Wednesday, December 08, 2010

An Erlang Flow File Parser

You may recall that, a long time ago, I wrote that FlowScan is looking a little long in the tooth. One of the major problems with the package is that it uses a single thread to process flow files serially; on modern servers this means that you have multiple cores sitting idle during during processing. When I was thinking about this problem it occurred to me that writing a FlowScan replacement in Erlang might solve at least part of this problem, since Erlang automagically parallelizes many of its operations across multiple cores.

I'm nowhere near having a full-blown replacement for flowscan yet, but I've finally got around to implementing a set of Erlang modules which solves part of the problem: parsing flow files. Given the interest that my posts on Erlang and flow file processing have generated (relative to the rest of the crap I write) I figured I'd commit the code to the web for posterity.

One of the first challenges I had to deal with in putting these modules together was how to actually structure the code. Parsing any particular file generated by flow-capture turns out to be pretty easy (especially in Erlang), but this is complicated by the fact that there are two different flow file formats, each of which can encapsulate any one of several NetFlow export formats. Were I programming in an object oriented language this problem could be easily solved through the application of the factory pattern in conjunction with appropriate base and derived classes. Alas, Erlang doesn't have classes or inheritance, so that idea was a non-starter.

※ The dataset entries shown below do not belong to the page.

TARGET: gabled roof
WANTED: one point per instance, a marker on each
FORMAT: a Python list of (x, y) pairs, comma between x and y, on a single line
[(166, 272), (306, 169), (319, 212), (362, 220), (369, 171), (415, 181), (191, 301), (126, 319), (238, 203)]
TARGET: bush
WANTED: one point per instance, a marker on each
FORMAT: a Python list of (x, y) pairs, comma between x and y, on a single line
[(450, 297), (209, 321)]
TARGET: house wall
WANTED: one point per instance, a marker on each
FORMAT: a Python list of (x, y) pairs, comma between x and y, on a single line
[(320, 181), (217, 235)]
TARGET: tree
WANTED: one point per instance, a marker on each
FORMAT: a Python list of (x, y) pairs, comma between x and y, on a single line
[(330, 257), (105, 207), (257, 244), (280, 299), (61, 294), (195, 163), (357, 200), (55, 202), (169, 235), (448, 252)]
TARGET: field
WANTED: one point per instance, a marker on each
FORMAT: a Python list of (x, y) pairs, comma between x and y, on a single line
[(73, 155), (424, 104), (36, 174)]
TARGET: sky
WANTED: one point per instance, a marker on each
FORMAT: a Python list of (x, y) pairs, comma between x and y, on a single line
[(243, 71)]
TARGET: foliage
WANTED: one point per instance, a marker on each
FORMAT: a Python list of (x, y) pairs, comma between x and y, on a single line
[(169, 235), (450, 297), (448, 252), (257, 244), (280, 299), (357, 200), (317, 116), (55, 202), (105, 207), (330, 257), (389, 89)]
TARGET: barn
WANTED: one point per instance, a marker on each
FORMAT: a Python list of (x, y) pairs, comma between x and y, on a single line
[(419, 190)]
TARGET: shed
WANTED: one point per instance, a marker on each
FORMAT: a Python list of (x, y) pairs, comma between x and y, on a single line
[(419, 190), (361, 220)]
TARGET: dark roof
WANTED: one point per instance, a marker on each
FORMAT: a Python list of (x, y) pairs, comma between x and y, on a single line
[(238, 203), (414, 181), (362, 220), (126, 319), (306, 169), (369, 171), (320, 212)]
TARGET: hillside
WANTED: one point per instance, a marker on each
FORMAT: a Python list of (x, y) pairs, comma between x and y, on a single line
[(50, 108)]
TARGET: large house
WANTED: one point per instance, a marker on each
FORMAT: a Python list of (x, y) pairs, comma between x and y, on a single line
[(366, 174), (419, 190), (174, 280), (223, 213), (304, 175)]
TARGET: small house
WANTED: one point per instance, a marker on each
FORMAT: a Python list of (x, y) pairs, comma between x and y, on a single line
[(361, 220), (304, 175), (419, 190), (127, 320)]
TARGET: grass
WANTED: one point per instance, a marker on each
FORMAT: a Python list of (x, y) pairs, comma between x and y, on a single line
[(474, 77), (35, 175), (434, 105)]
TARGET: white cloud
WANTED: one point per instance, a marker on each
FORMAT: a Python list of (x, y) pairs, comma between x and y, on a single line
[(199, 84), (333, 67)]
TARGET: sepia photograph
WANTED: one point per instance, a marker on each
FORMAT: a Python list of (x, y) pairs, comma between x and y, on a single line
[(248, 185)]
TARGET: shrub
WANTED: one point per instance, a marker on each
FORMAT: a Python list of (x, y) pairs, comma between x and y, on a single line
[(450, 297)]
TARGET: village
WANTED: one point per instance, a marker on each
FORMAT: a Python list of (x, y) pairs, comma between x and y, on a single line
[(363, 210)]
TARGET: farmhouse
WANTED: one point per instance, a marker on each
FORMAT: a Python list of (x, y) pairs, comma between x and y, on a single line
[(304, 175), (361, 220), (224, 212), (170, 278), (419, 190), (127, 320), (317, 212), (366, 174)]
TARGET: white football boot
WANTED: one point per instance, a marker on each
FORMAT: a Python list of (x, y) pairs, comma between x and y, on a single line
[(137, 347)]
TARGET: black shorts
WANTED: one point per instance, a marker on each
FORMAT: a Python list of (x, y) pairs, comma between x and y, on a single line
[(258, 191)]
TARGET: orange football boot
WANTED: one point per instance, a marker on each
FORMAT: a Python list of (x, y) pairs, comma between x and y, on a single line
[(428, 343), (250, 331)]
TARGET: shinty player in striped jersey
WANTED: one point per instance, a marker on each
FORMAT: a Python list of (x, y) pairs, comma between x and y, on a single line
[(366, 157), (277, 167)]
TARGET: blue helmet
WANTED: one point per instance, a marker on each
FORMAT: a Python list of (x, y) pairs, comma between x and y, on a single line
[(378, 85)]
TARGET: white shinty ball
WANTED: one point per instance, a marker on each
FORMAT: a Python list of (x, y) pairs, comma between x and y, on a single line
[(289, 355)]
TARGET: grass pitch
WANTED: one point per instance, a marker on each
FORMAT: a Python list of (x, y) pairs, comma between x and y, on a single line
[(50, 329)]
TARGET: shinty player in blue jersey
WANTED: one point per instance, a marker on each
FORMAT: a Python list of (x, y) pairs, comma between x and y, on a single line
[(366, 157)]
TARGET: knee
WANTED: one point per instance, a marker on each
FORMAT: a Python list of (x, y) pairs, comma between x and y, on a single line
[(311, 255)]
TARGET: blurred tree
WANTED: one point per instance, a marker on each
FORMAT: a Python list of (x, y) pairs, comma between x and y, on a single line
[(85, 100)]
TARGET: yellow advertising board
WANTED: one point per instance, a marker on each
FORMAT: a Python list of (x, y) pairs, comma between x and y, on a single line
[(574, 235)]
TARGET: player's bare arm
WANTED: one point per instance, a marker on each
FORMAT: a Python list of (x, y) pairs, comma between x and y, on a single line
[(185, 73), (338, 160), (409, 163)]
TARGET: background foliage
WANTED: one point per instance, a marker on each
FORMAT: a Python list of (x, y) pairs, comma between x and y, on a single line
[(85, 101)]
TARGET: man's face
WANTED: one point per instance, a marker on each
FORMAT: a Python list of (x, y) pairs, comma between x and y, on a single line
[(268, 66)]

As I've noted before there's a relative dearth of information related to Erlang best-practices, so I ended up having to do a fair amount of experimentation before I arrived at an approach that was satisfactory. I started with a single, monolithic file, but it got very large very quickly and made it difficult to come up with concise, meaningful names by which to distinguish functions for different format/export versions. This led me to break the code up into format-agnostic and format-specific modules using Erlang's package mechanism1, and then repeat that trick again when it came time to handle different NetFlow export formats. The result is a layout that should look familiar to Perl programmers: a module "X.erl" combined with a subdirectory "X" containing all of X.erl's sub-modules.

The other code structure problem that I encountered was in deciding where to put the v3 I/O routines. I initially placed them in v3.erl, but that led to an awkward circular dependency between v3.erl and v5.erl: the former would delegate record parsing to the latter, which would then call the former to read the data off of disk. That was eventually resolved by moving I/O functions into their own module, io.erl, eliminating the dependency.

So, that's the brief story of my struggle with code structure. I ended up with the following:

  • src
    • buffer.erl: An improved version of the buffer module I originally wrote about here that contains the additional method length/1.
    • flow_file.erl: Format-agnostic functions. This does processing which is common to all format versions, delegating format-specific operations to the appropriate submodule.
    • flow_file.hrl: Header file containing public declarations (records and such) needed to work with the flow_file module. This recursively includes all of the header files for submodules as appropriate.
    • flow_file
      • flow_file.erl: Defines a data type for passing around information about a flow file in a generic fashion. Sorry about the name, couldn't think of anything more appropriate.
      • utils.erl: Generic utility functions that aren't strictly related to parsing flow files.
      • v3.erl: Handles the specifics of parsing v3 format flow files. Delegates to the appropriate submodule when it comes time to read records in a specific NetFlow export format.
      • v3.hrl: Public definitions associated w/ v3 format files.
      • v3
        • io.erl: Handles all filesystem I/O specific to v3 format files.
        • v5.erl: Parses NetFlow export v5 records.
        • v5.hrl: Public definitions supporting processing of NetFlow export v5 records.
  • test

Note that this code only handles format v3 and NetFlow export v5; those are the most widely used versions and what I was interested in working with. It'd be trivial to expand to support other NetFlow versions; the only real work that the v5 code does is defining an appropriate record type for the flow and then populating that record by decomposing a chunk of binary data read from the file.

None of this is rocket science from a code-complexity standpoint, especially since Erlang's bit syntax makes the processing of binary data relatively painless. Parsing the dynamic header of v3 format files is somewhat involved, but is simplicty itself in comparision with the C implementation of the same process from flow-tool's ftio.c. The only other moderately tricky bit is handling compressed flow files. Erlang provides a zlib wrapper, but doesn't provide a mechanism for directly streaming compressed data off of disk. So I had to do a little work in io.erl (which is where the buffer module gets used) to read and decompress compressed flow files in chunks. The alternative would be to slurp in and decompress the entire file at once, a non-starter since flow files are often hundreds of megabytes in size.

And there you have it; I've copiously documented the source files, so the rest should be easy enough to figure out. For my next trick I'm probably going to focus on profiling the code to make the process of reading and processing the files more efficient.


1 Packages are an experimental feature, but seem to work pretty well for the most part. I had some problems with the use of nested includes and edoc doesn't do a great job with resolving references for (sub)packages, but those are minor issues which might very well be attributable to me doing it wrong.